Can we have an Operation Warp Speed for green energy?

Probably not, as I argue in my Bloomberg column.  One problem is that advance market commitments work best when the output is well-defined, more or less homogeneous, and to be distributed according to very clear principles (one shot in the arm for everybody!).  You can’t quite hand out green batteries or small nuclear reactors on the same basis.  There is a case for subsidizing those, but not necessarily through advance purchase methods.  Here is another part of the column:

Operation Warp Speed was also made easier by the internalization of vaccine research within companies or alliances of companies. The pre-purchase agreement limits risk, and within that framework the companies face strong competitive incentives to create a successful product. In the meantime, the work is removed from the public eye and debate, and at the end there is a definitive yes or no decision from the FDA. It is hardly simple, but it could be a lot more complicated.
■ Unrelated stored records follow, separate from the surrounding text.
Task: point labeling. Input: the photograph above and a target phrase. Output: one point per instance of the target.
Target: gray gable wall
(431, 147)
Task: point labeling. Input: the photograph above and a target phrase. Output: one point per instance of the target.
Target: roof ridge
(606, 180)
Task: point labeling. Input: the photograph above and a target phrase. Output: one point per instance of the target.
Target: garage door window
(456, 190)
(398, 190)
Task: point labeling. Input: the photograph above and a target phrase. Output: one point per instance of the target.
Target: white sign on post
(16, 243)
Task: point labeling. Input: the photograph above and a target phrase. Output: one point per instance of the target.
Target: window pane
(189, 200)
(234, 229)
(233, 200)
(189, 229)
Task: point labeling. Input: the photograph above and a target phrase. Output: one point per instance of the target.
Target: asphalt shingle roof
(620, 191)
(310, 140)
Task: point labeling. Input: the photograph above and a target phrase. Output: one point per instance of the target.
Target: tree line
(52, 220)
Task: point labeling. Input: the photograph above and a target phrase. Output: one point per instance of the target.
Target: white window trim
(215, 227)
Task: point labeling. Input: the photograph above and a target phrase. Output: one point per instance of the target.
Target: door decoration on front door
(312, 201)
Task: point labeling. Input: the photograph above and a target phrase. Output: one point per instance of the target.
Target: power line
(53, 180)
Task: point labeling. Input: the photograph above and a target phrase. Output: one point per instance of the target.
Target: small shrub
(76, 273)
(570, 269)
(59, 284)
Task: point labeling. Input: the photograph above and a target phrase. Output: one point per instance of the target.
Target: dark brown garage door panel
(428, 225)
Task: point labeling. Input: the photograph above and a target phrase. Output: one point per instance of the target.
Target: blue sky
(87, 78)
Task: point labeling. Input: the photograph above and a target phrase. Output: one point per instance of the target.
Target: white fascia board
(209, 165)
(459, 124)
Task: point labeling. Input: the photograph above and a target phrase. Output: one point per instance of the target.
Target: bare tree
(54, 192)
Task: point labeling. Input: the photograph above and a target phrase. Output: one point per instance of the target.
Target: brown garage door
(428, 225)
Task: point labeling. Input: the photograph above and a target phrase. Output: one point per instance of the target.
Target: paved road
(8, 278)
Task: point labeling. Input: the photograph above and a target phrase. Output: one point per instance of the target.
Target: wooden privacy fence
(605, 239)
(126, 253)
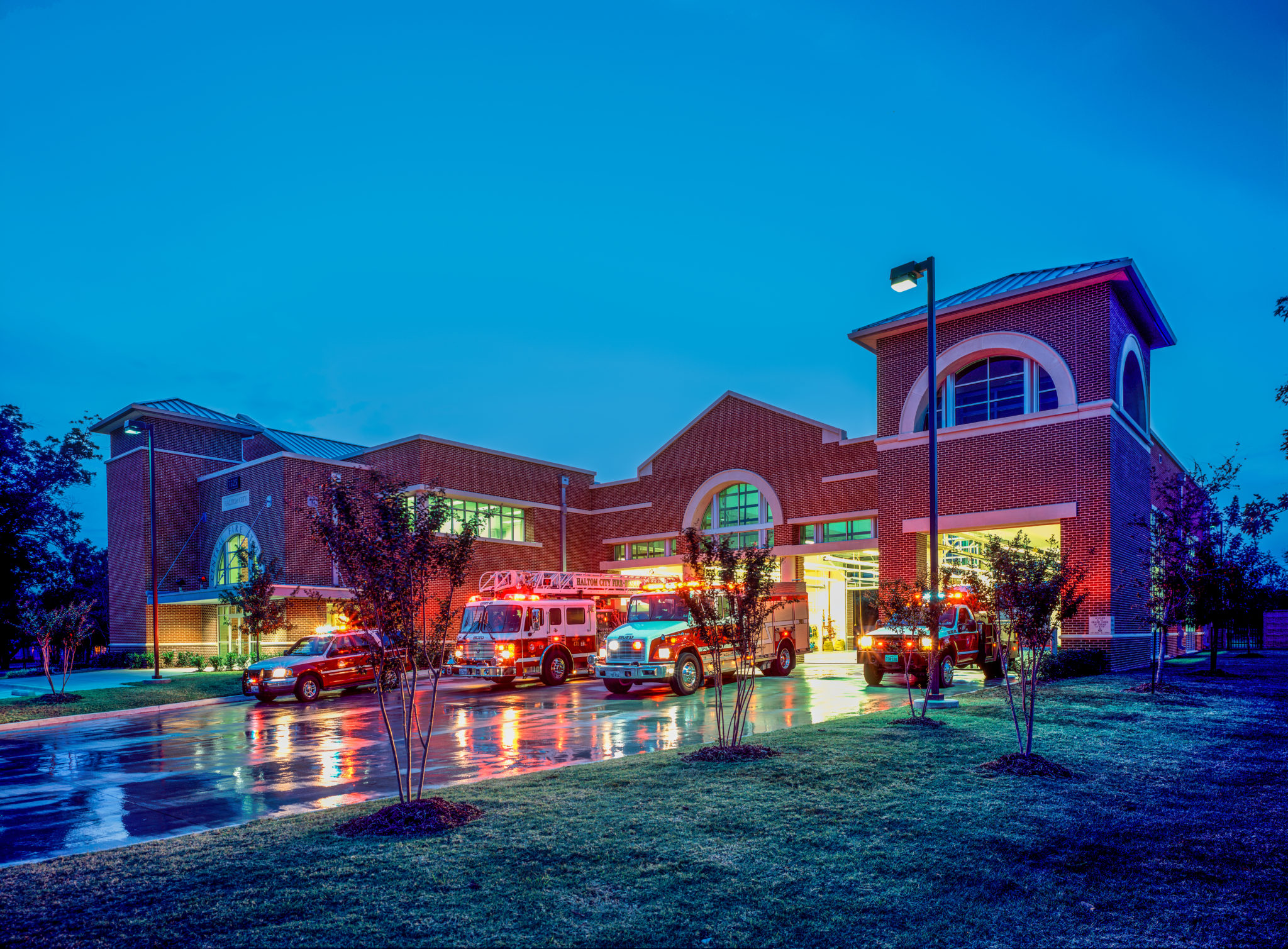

In contrast, building a new energy infrastructure requires the cooperation of many companies and institutions, including local governments and regulators. One company can’t simply do everything (recall that the attempts of Alphabet to redesign part of Toronto as a new tech-based city met with local resistance and were ultimately put aside). The greater the number of institutions involved, the slower things get. Note that most of those institutions will not be getting pre-purchase funds from the federal government and they will face their usual bureaucratic and obstructionist incentives. When it comes to green energy policy, there are still too many veto points.

A striking feature of vaccine development is just how few social goals are involved. A vaccine should be safe, effective and easy to distribute. In broadly similar fashion, the highly successful Manhattan Project of the 1940s also had a small number of goals, namely a working and deliverable atomic bomb. When it comes to energy, there are already too many goals, and additional ones are often added: job creation, better design and community aesthetics, reductions in secondary pollution, regional economic benefits, and so on.

When I explain Fast Grants to people, and how it worked, it is always striking to me which part of the explanation they understand least.  Everybody gets “we had a preexisting team in place, ready to handle accounting, recordkeeping, and payments.”  Hardly anyone understands — really understands — “the program has two goals: supporting quality research projects that will feed into stopping Covid, and speed.”  On one hand, it sounds self-evident to them, but on the other hand I don’t think they realize how much the intellectual infrastructure of the project really is defined by those goals and no others.  Nothing about meeting payroll, or pursuing other meritorious social goals, or getting grant or donor renewal, or raising the stature of the program in the biomedical community, or…?  What you choose not to pursue is one of the most radical steps you can take, and often it is so radical that other people don’t even grasp or notice it.  They just don’t see you “not doing something.”  That can be a good way to innovate!